Rimettiamo in moto la città in trasferta a Torino

Un incontro con i concittadini di Corato residenti nel capoluogo piemontese ha permesso di discutere delle potenzialità della nostra città, dei suoi problemi e della necessità di voltare pagina e aprire una stagione politica completamente nuova per uscire dall’attuale e grave situazione di stallo

Rimettiamo in moto la città in trasferta a Torino
Rimettiamo in moto la città in trasferta a Torino

Si è svolto con successo, ieri sera, a Torino, l’incontro con i concittadini di Corato residenti nel capoluogo piemontese, promosso dal gruppo che ha sottoscritto l’appello “Rimettiamo in moto la città”.

Ci si è ritrovati intorno a un grande tavolo, a discutere, per quasi tre ore di Corato delle sue potenzialità, dei suoi problemi e della necessità di voltare pagina e aprire una stagione politica completamente nuova per uscire dall’attuale e grave situazione di stallo.

Si è creato un gruppo eterogeneo molto bello e intetessante formato da giovani studenti e studentesse, dipendenti Fiat, giovani laureati inseriti in un dinamico mondo lavorativo, medici, insegnanti, educatrici, dipendenti pubblici.

Particolarmente significativa è stata la partecipazione di alcuni soci dell’Associazione “Quattro Torri” dei coratini a Torino, insieme al suo presidente Giuseppe De Palma.

Per questo, è stata anche una buona occasione per favorire l’incontro tra differenti generazioni.

In estrema sintesi, dal dibattito su Corato vista da Torino, è emersa la necessità che Corato si modernizzi recuperando un dinamismo economico e culturale; rilanciando il commercio, offrendo servizi alla persona più qualificati, in particolare per chi ha differenti abilità e per le rispettive famiglie; valorizzando le professionalità e competenze presenti sul territorio che invece tendono a fuggire; liberandosi da una vecchia mentalità clientelare che, oggi, di fatto, blocca le migliori energie della città.

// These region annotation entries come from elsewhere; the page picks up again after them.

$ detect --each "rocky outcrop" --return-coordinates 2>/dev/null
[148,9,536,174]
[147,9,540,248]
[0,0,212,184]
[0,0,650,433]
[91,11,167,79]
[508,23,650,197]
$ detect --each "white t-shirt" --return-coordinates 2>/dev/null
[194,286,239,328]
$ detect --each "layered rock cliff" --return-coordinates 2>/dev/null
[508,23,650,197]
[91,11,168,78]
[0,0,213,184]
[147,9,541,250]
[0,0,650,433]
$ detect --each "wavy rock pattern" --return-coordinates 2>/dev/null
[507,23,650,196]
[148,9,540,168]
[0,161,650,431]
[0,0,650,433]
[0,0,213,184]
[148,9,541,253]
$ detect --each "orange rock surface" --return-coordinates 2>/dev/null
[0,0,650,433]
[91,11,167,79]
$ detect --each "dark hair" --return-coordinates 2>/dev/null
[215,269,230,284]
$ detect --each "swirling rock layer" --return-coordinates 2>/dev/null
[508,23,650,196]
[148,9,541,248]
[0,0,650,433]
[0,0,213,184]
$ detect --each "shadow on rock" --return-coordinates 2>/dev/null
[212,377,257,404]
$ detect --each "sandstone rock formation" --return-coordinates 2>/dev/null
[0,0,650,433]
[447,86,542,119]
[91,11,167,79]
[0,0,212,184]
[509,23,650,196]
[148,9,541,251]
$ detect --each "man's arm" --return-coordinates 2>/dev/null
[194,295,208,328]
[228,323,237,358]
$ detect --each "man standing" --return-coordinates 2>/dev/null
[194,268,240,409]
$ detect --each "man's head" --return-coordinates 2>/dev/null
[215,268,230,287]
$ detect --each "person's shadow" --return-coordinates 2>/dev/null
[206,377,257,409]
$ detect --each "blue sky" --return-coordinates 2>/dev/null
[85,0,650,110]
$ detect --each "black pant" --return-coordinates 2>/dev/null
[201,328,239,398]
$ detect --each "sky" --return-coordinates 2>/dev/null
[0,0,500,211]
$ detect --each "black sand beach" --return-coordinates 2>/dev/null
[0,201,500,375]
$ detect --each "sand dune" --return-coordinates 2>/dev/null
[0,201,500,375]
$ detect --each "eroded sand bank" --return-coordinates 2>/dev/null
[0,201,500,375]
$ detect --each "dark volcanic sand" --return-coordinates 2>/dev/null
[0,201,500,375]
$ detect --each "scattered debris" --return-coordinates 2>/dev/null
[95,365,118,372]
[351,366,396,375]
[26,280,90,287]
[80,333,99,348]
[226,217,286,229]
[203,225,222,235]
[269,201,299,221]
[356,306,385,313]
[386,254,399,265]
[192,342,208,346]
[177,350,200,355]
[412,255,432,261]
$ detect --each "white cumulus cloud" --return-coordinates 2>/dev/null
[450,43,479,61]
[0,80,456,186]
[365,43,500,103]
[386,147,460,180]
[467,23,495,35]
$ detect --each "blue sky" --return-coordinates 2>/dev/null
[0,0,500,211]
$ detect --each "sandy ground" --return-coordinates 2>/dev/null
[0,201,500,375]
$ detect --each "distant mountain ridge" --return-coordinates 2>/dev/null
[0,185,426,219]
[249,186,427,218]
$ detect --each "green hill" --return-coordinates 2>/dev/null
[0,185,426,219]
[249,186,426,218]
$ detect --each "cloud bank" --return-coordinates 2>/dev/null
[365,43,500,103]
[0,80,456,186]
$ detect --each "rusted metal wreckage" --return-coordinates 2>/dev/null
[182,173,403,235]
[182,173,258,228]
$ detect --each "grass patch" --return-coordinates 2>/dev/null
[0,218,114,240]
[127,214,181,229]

Importante, in conclusione, l’appello del Presidente dell’Associazione “Quattro Torri” De Palma che dopo aver evidenziato i tanti sacrifici fatti dai coratini migranti e nello stesso tempo i tanti successi raggiunti nel lavoro e nella società ha sottolineato la necessità che Corato valorizzi chi vive fuori ricostruendo una rete di relazioni e collaborazione; pertanto, ha concluso: «Fate di noi gli ambasciatori di Corato nel mondo…”

Dopo il “gruppo milanese” da ieri sera esiste anche il “gruppo torinese” per rimettere in moto la città.

Appuntamento, a Corato, per il prossimo 28 dicembre.